# Life, the Universe and everything



## moonmaster

Hello all, i am doing an art project based on the works of one of my favorite authors (Douglas Adams)
I would like to incorporate the name of one of his books into the piece in latin.

The title is "Life, the Universe and everything"

I have this roughly translated as Vita, universum et omnia

I have roughly sketched out my intended usage.



The circle is suposed to be the earth with this scrollwork wraped around it.

I have omitted the "et" as i wasnt sure where it would go, i belive it looks better this way aswell although probably not the exact correct translation anymore?
I am not too fussed on a 100% acurate translation as i am using latin for its aesthetics although i would prefer it was correct

If anyone could suggest any improvements or comment on my translation and usage i would very much appreciated it.


----------



## XiaoRoel

En latín _universus, -a, um_ es un adjetivo. Puedes usar _*mundus*_ que se suele usar con el adjetivo _uniuersus_: *uniuersus mundus* (aunque también se usa solo sin el adjetivo). Si quieres usar el adjetivo* universus *como substantivo debes usarlo en neutro plural,* universa.*


----------



## Casquilho

Would not _ceterae [res]_ be better than _omnia_? I mean, I think it translates better the idea of everything in this context. In Horace's epode XIII there's something like _ceteris mitte loqui_, which I've translated as "let us talk no more of so many things". I may be wrong, of course, but I hear in _ceterae res_ something like "everything else", which, I think, is the sense intended by Douglas Adams.


----------



## Casquilho

moonmaster said:


> I have omitted the "et" as i wasnt sure where it would go, i belive it looks better this way aswell although probably not the exact correct translation anymore?
> I am not too fussed on a 100% acurate translation as i am using latin for its aesthetics although i would prefer it was correct
> 
> If anyone could suggest any improvements or comment on my translation and usage i would very much appreciated it.



I think it would be more aestethically appealing if instead of _et_, you use the enclitic _-que_: _universa, vita ceteraeque._


----------



## Cagey

_ceterae res_ would the rest, everything that is left after Life and the Universe are taken out.  This is a matter of interpretation, but I am inclined to prefer _omnia_ [all things, everything] which is inclusive of the two things that go before.

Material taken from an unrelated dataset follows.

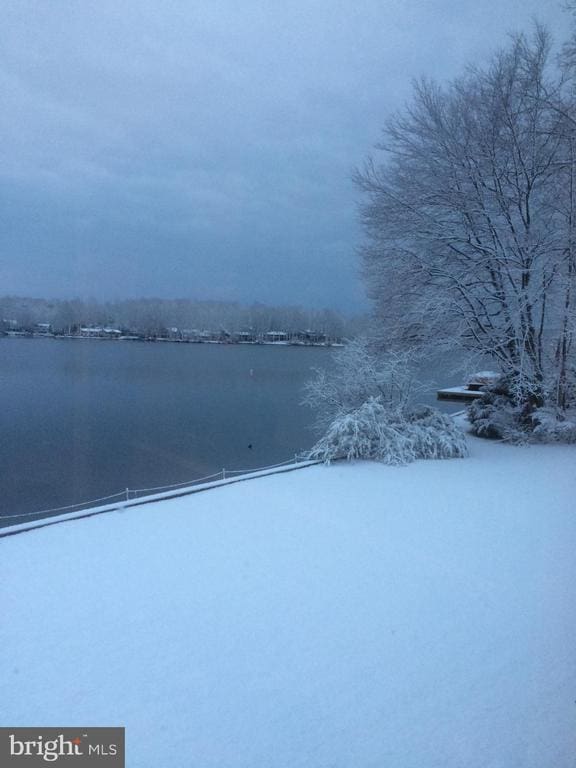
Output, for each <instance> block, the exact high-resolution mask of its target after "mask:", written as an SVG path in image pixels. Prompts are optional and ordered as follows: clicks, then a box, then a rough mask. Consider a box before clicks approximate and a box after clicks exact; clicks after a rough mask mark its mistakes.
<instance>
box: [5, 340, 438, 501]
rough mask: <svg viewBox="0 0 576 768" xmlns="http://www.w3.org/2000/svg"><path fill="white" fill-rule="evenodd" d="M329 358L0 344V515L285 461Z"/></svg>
mask: <svg viewBox="0 0 576 768" xmlns="http://www.w3.org/2000/svg"><path fill="white" fill-rule="evenodd" d="M333 354H337V352H335V351H332V350H330V349H324V348H318V347H313V348H301V347H300V348H298V347H280V346H279V347H273V346H248V345H240V346H225V345H209V344H204V345H198V344H162V343H156V344H145V343H129V342H126V343H124V342H102V341H95V340H81V339H0V402H1V403H2V408H1V409H0V467H1V476H0V504H1V512H0V515H10V514H19V513H23V512H31V511H34V512H35V511H38V510H41V509H46V508H51V507H57V506H61V505H65V504H70V503H75V502H80V501H84V500H88V499H95V498H98V497H101V496H106V495H108V494H111V493H115V492H117V491H119V490H121V489H123V488H126V487H130V488H147V487H151V486H157V485H167V484H170V483H178V482H183V481H187V480H192V479H194V478H196V477H200V476H203V475H208V474H211V473H213V472H217V471H219V470H220V469H222V467H225V468H226V469H254V468H257V467H260V466H264V465H268V464H274V463H276V462H280V461H284V460H286V459H288V458H290V457H292V456H294V454H295V453H296V452H298V451H303V450H306V449H308V448H310V447H311V445H312V443H313V442H314V434H313V433H312V431H311V430H310V428H309V425H310V422H311V421H312V414H311V412H310V411H309V410H308V409H307V408H305V407H304V406H302V405H300V402H301V400H302V397H303V392H302V387H303V385H304V383H305V382H306V381H307V380H308V379H310V377H311V376H312V375H313V373H312V370H311V369H312V368H314V367H326V366H330V362H331V359H332V355H333ZM424 399H426V398H424ZM250 446H251V447H250Z"/></svg>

In this case, the three things are of increasing generality: Life --> The Universe ---> _Everything_.  

With that in mind, I would prefer _mundus_ or _mundus universus_, which is closer to our sense of "universe" as the cosmos or the heavens. 

My preference would be:  _Vita, mundus [universus] et omnia._


----------



## keepcalm&carryon

I agree with Casquilho, using _-que_ instead of _et_ is definitely the way to go IMO.


----------



## Casquilho

Moonmaster, may I suggest you to put a [XLII], within a rectangle, under the Earth?


----------



## Casquilho

Now I think your best choice is,
_uita [uniuersus] mundus omniaque.

_(using u instead of v is more classical)


----------



## Scholiast

salve!

How about _vita et orbis terrarum mundusque totus_?


----------